In the following example, the SI query has an aggregation stream applied to it called `avg_age`. This has the appropriate sub-functions required to define the different stages of the stream (function `female`, `name_age`, and `eldest`). This set of functions are included in the UDF module named `profile_aggregator` :

Example: SI query with aggregation stream

```text
AGGREGATE profile_aggregator.avg_age() ON users.profiles WHERE age BETWEEN 20 and 29

+--------------------------------------+

+ avg_age                        |

+--------------------------------------+

+ { "name": "Annie Black", "age": 28 } |

+--------------------------------------+
```

This is the output of a registered UDF module named `profile_aggregator` and which contains a `avg_age` function:

```lua
function avg_age(stream)

  local function female(rec)

    return rec.gender == "F"

  end

  local function name_age(rec)

    return map{ name=rec.name, age=rec.age }

  end

  local function eldest(p1, p2)

    if p1.age > p2.age then

      return p1

    else

      return p2

    end

  end

  return stream : filter(female) : map(name_age) : reduce(eldest)

end
```

The stream operations performs the following:

-   Filters female users.
-   Converts each profile record into a map containing only a name and age.
-   Reduces each profile to eldest female.

## Get a record using DIGEST

When providing the HEX representation of the digest (for example from the server logs), use `DIGEST` :

```plaintext
SELECT * FROM <ns>[.<set>] WHERE DIGEST='<DIGEST_HEX_STRING>'
```

The `DIGEST` command provides the HEX representation of the digest (for example from the server logs).
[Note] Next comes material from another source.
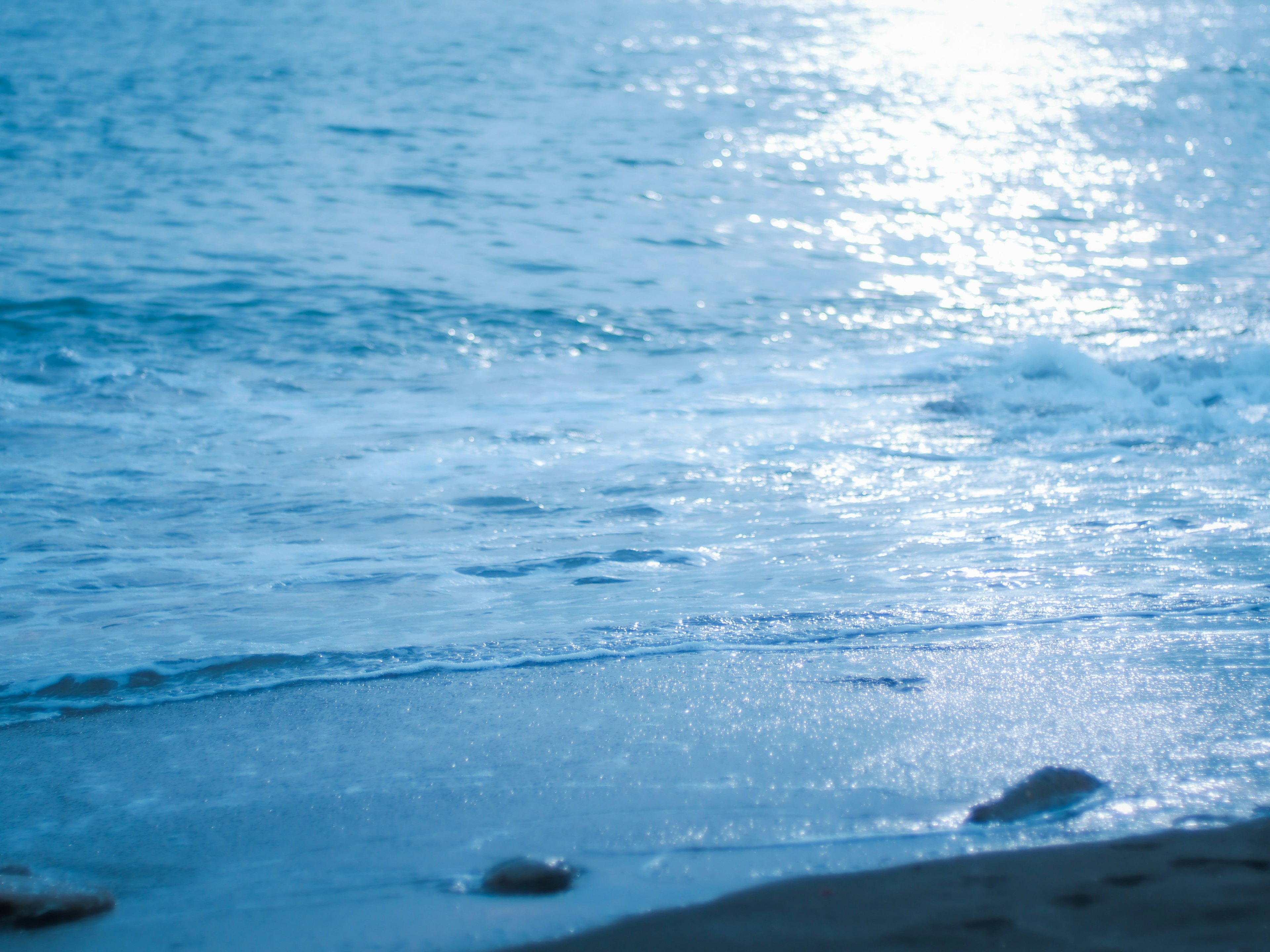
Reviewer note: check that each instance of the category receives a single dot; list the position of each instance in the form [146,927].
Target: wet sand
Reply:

When providing the Base64 representation of the digest (for example from asbackup file), use `EDIGEST` :

```plaintext
SELECT * FROM <ns>[.<set>] WHERE EDIGEST='<DIGEST_B64_STRING>'
```

The command contains the following arguments:

-   `<ns>` is the namespace for the record.
-   `<set>` : Name of the set for the record.
-   `<DIGEST_HEX_STRING>` is the hexadecimal representation of the record’s digest.
-   `<DIGEST_B64_STRING>` is the Base64 representation of the record’s digest.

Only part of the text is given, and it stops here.